Day 3: Data import/management - Exercises

Intro to R (ESS 2023)
Author
Affiliation

Ursinus College

Published

June 27, 2023

Goals

What you should be able to do on your own after this exercise:

  • Work through the most common issues in data management

Setup

To begin this exercise, please quit and re-open RStudio on your computer.

Acknowledgement: Some of this exercise contains materials from the book R for Data Science, the core text for this course. For citations of the R packages used here, please refer to citation("packagename")

1. Look for help online

You’re invited to ask questions while you complete this exercise during our meeting, but I also recommend consulting the main resources I recommend during our course. These are:

2. Create a directory for this exercise

Using your computer’s tools or the “Files” Tab on the bottom right in RStudio, create a folder “Exercise 3” within your course folder. You’ll need to download some data for this exercise. Place it in this folder so you can access it easily.

3. Create an R script

Create an empty R script. Save it as “IntroR_Day3_Exercise.R” in your “Exercise 3” working directory. Within the script, type or copy & paste the following code in the first line to set the working directory to the same folder in which the script is located:

Code
setwd(dirname(rstudioapi::getSourceEditorContext()$path))

4. Load packages

To start your script, load the following packages. Install them if necessary.

5. Import a dataset

  1. Following the same steps we did with the Afrobarometer data, import round 10 of the European Social Survey into R and take care of factors and other relevant variable types.
  1. Inspect the dataset: how many respondents? How many variables?

  2. Trim the dataset to contain only a few variables: cntry, ppltrst, psppipla, vote, lrscale, eduyrs, agea, gndr

  3. Do all variables seem to have reasonable values? Inspect the dataset with summary().
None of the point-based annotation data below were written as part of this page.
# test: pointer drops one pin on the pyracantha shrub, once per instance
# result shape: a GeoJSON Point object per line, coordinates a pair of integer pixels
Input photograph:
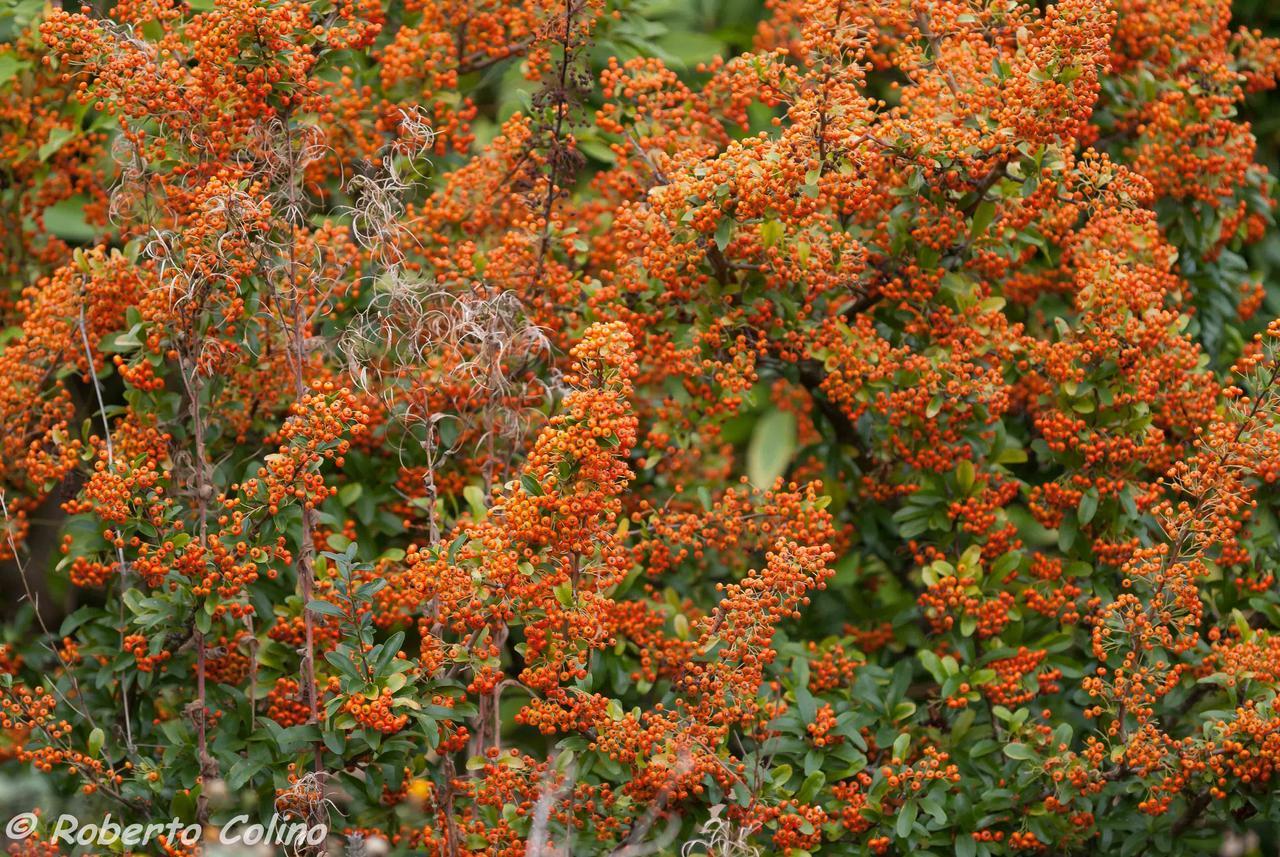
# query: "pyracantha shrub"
{"type": "Point", "coordinates": [617, 426]}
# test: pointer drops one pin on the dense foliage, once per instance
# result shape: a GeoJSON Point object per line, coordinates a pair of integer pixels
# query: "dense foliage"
{"type": "Point", "coordinates": [620, 426]}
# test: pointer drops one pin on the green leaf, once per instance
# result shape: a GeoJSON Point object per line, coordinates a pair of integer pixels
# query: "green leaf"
{"type": "Point", "coordinates": [772, 445]}
{"type": "Point", "coordinates": [906, 819]}
{"type": "Point", "coordinates": [1022, 752]}
{"type": "Point", "coordinates": [982, 218]}
{"type": "Point", "coordinates": [1088, 505]}
{"type": "Point", "coordinates": [325, 608]}
{"type": "Point", "coordinates": [58, 137]}
{"type": "Point", "coordinates": [10, 65]}
{"type": "Point", "coordinates": [474, 495]}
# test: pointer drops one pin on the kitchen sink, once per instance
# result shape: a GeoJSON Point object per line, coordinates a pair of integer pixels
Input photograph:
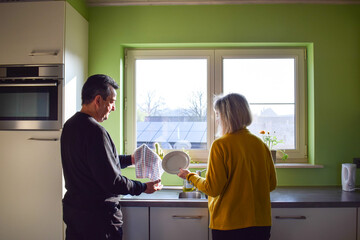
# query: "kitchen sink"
{"type": "Point", "coordinates": [190, 195]}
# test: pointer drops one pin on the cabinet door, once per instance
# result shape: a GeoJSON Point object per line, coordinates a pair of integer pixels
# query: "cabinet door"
{"type": "Point", "coordinates": [313, 223]}
{"type": "Point", "coordinates": [136, 223]}
{"type": "Point", "coordinates": [30, 185]}
{"type": "Point", "coordinates": [178, 223]}
{"type": "Point", "coordinates": [32, 32]}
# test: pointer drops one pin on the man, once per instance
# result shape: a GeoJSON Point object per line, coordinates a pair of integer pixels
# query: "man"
{"type": "Point", "coordinates": [92, 166]}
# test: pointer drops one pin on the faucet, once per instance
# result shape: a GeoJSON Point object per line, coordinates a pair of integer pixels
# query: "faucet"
{"type": "Point", "coordinates": [198, 172]}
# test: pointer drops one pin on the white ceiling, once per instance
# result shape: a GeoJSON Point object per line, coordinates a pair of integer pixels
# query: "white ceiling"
{"type": "Point", "coordinates": [212, 2]}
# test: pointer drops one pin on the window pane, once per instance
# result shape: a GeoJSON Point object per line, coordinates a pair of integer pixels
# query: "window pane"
{"type": "Point", "coordinates": [269, 86]}
{"type": "Point", "coordinates": [171, 103]}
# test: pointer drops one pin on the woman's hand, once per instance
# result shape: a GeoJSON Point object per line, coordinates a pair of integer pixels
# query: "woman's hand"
{"type": "Point", "coordinates": [153, 186]}
{"type": "Point", "coordinates": [183, 173]}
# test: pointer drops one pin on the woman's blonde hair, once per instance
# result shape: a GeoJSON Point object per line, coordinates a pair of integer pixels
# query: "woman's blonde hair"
{"type": "Point", "coordinates": [234, 112]}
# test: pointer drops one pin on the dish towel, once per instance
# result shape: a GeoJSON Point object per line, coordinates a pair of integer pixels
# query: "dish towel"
{"type": "Point", "coordinates": [147, 163]}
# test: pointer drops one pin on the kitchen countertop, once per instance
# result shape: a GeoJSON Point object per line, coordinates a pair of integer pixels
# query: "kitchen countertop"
{"type": "Point", "coordinates": [281, 197]}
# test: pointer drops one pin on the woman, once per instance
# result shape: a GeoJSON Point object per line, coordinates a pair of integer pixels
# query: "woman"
{"type": "Point", "coordinates": [240, 175]}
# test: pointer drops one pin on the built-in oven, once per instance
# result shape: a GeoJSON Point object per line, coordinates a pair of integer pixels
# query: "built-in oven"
{"type": "Point", "coordinates": [31, 97]}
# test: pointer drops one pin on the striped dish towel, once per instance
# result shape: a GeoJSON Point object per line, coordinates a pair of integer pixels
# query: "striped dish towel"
{"type": "Point", "coordinates": [147, 163]}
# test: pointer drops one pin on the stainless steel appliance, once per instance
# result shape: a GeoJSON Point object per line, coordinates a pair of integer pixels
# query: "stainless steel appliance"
{"type": "Point", "coordinates": [31, 97]}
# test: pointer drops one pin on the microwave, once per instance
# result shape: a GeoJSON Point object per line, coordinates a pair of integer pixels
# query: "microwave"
{"type": "Point", "coordinates": [31, 97]}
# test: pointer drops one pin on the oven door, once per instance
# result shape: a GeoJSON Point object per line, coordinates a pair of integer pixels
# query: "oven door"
{"type": "Point", "coordinates": [30, 104]}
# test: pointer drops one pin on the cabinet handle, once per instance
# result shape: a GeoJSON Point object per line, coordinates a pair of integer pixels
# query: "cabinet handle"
{"type": "Point", "coordinates": [45, 53]}
{"type": "Point", "coordinates": [28, 85]}
{"type": "Point", "coordinates": [186, 217]}
{"type": "Point", "coordinates": [290, 217]}
{"type": "Point", "coordinates": [44, 139]}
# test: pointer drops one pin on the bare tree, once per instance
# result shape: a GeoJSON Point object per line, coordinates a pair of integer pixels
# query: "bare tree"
{"type": "Point", "coordinates": [152, 104]}
{"type": "Point", "coordinates": [197, 105]}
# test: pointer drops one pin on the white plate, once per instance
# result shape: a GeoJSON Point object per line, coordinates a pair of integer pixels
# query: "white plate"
{"type": "Point", "coordinates": [175, 160]}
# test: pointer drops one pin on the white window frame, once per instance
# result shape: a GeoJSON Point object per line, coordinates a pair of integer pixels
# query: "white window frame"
{"type": "Point", "coordinates": [130, 96]}
{"type": "Point", "coordinates": [299, 54]}
{"type": "Point", "coordinates": [214, 87]}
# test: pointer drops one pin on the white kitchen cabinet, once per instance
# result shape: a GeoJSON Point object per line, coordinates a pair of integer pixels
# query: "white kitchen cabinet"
{"type": "Point", "coordinates": [178, 223]}
{"type": "Point", "coordinates": [314, 223]}
{"type": "Point", "coordinates": [30, 185]}
{"type": "Point", "coordinates": [32, 32]}
{"type": "Point", "coordinates": [47, 33]}
{"type": "Point", "coordinates": [136, 223]}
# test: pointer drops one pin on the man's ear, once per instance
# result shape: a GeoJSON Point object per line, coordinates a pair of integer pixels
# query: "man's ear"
{"type": "Point", "coordinates": [97, 100]}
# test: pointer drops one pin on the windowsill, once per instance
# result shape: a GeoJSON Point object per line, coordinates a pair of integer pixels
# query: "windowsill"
{"type": "Point", "coordinates": [277, 165]}
{"type": "Point", "coordinates": [297, 165]}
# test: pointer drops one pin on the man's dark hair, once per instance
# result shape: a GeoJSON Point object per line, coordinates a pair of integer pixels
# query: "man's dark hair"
{"type": "Point", "coordinates": [98, 84]}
  4. Similar to our work in class, consider recoding some variables:

  • is ppltrst coded in a way that allows you to use it for analysis? You can try table(as_label(ess10_small$ppltrst)).
  • is psppipla coded in a way that allows you to use it for analysis?
  • what about vote?
  • why does eduyrs have a maximum of 114? What might you need to do with this variable?
  • is agea OK?
  • do you want to recode gndr?
  1. Show a visualization of one variable that seems interesting to you.

6. Reshape a dataset (plus merging!)

Download the dataset kidshtwt.sav from https://stats.oarc.ucla.edu/spss/code/reshaping-data-wide-to-long/ into your working directory and reshape the dataset into long format using pivot_longer() or another function of your choice. Beware: you have two variables (height and weight). I recommend reshaping two datasets, one for height and one for weight, and then merging the two using family ID and birth order.

7. Merge two datasets

Merge the ESS data you processed above with the appropriate QoG data covering democracy, women’s political empowerment, and GDP per capita. Download the standard QoG data: https://www.gu.se/en/quality-government/qog-data. Hint: Round 10 of the ESS was collected in 2020, so it would make sense to use macro-level variables from 2019.
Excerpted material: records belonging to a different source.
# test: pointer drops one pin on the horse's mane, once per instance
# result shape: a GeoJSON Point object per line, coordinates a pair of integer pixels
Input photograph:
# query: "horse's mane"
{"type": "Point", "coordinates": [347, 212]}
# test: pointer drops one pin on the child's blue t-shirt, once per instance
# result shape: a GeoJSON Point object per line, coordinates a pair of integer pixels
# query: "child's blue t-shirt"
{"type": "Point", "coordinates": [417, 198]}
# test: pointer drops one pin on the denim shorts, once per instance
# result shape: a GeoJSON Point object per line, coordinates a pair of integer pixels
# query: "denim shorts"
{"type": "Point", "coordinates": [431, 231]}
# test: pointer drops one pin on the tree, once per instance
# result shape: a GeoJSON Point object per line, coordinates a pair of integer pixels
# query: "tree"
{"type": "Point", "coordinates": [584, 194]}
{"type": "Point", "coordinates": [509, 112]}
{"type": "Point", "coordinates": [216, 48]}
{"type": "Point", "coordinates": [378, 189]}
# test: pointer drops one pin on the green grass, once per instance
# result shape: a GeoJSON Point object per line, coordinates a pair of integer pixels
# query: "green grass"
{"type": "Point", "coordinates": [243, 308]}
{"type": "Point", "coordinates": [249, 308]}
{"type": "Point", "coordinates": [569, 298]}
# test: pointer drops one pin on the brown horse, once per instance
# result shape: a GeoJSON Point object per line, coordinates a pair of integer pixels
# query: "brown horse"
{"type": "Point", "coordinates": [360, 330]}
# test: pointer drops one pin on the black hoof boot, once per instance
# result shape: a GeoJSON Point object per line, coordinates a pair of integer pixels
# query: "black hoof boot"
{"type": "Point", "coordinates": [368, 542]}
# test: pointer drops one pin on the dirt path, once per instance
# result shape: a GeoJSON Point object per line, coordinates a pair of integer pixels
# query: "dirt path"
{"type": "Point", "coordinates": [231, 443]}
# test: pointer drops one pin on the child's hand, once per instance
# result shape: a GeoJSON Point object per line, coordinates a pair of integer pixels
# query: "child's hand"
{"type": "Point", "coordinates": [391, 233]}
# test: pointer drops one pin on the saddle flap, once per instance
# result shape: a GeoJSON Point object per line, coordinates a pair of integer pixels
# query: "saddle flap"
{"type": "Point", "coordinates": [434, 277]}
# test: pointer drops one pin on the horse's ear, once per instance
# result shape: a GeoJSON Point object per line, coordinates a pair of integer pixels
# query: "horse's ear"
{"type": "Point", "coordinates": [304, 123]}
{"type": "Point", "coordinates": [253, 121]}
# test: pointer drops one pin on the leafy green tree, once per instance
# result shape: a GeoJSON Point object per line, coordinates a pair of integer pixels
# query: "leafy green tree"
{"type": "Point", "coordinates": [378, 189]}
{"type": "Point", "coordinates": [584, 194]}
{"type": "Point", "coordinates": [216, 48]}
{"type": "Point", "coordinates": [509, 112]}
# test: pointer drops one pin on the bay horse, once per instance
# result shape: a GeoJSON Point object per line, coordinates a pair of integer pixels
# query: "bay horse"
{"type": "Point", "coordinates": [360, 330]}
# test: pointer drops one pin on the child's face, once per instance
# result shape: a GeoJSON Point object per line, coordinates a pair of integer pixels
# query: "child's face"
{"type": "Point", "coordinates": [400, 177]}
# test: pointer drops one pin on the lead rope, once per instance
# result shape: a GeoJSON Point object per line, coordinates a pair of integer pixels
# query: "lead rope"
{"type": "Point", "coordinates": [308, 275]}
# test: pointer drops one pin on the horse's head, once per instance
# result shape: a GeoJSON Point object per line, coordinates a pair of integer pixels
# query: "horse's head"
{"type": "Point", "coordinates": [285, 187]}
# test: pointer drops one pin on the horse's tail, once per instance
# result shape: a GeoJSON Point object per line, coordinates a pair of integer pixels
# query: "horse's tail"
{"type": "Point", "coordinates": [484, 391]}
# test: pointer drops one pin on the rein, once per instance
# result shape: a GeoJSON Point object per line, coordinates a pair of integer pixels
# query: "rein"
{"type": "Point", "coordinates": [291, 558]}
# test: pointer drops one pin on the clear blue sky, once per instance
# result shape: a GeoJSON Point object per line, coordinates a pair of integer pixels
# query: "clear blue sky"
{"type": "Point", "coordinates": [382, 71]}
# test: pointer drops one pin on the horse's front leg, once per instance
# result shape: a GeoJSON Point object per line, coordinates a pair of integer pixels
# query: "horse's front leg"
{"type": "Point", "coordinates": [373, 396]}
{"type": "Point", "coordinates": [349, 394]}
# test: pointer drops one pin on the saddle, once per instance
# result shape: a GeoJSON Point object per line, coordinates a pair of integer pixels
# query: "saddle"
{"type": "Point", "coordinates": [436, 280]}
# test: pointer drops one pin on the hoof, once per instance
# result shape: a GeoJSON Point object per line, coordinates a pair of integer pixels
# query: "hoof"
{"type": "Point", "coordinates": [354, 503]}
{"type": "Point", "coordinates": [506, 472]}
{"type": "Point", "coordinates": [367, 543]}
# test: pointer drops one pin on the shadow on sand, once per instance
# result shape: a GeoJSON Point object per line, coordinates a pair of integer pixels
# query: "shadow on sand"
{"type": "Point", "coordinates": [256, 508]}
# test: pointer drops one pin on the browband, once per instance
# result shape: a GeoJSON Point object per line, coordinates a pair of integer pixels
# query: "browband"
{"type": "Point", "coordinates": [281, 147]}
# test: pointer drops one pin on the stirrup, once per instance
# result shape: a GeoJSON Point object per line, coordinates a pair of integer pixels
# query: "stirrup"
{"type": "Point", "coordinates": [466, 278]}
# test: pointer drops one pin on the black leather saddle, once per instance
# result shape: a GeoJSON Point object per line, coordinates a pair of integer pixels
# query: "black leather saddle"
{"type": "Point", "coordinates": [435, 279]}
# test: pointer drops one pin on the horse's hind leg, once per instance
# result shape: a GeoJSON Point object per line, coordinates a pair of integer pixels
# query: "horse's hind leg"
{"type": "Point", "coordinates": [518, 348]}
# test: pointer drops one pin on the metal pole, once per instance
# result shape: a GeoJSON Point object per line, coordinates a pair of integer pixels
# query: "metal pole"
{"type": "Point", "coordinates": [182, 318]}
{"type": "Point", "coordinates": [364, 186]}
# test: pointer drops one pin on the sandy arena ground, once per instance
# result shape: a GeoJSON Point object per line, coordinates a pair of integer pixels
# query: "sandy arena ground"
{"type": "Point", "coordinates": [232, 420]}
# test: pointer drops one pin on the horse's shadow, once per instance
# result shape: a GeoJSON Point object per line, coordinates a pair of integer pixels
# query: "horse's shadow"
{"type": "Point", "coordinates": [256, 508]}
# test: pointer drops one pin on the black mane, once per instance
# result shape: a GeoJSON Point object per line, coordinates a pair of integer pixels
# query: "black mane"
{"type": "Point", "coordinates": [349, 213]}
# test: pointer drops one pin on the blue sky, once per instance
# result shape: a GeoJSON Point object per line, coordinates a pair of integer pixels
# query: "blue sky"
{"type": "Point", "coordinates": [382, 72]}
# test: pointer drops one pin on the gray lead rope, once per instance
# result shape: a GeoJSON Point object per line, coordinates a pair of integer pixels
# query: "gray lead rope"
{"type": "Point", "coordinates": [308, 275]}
How can you check that the merge/join went alright?

Save the dataset to your working directory as a .csv file and name it ess10_qog.csv.

8. Work with strings

  1. In code that doesn’t use stringr, you’ll often see paste() and paste0(). What’s the difference between the two functions? What stringr function are they equivalent to?
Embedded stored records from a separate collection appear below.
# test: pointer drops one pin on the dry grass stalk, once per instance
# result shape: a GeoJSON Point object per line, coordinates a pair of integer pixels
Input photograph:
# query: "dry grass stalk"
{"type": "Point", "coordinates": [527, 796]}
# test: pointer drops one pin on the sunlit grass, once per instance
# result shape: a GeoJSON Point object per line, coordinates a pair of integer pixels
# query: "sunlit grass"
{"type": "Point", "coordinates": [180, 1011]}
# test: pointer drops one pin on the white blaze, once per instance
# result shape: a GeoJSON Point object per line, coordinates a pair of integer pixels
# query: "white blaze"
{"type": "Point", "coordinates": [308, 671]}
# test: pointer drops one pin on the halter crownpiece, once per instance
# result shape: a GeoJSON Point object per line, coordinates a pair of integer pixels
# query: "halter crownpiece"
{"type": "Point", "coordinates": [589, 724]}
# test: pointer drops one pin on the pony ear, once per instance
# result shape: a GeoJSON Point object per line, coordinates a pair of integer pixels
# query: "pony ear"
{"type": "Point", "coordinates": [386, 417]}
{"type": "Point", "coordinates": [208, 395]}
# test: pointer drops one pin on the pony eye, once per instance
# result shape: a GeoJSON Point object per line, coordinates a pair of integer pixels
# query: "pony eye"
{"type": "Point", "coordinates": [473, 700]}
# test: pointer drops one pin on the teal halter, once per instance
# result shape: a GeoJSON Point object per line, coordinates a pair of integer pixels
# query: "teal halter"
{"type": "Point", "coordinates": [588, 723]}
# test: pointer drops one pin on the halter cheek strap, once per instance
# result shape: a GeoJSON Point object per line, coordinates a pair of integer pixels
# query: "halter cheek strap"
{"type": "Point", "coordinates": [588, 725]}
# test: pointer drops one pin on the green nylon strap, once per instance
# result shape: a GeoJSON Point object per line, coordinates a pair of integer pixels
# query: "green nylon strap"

  2. Given the corpus of common words in stringr::words, create regular expressions that find all words that: (a) Start with “y”. and (b) end with “x”.

  3. Create a regular expressions to find all words that end with ed, but not with eed.

9. Dates and times

Use the appropriate lubridate function to parse each of the following dates:

  1. "January 1, 2010"
  2. "2015-Mar-07"
  3. "06-Jun-2017"
  4. c("August 19 (2015)", "July 1 (2015)")
  5. "12/30/14" # Dec 30, 2014

10. Collapse a dataset

Returning to the ESS data, can you calculate the average political efficacy (psppipla) by country and gender in the survey? In which country is the gender gap the biggest?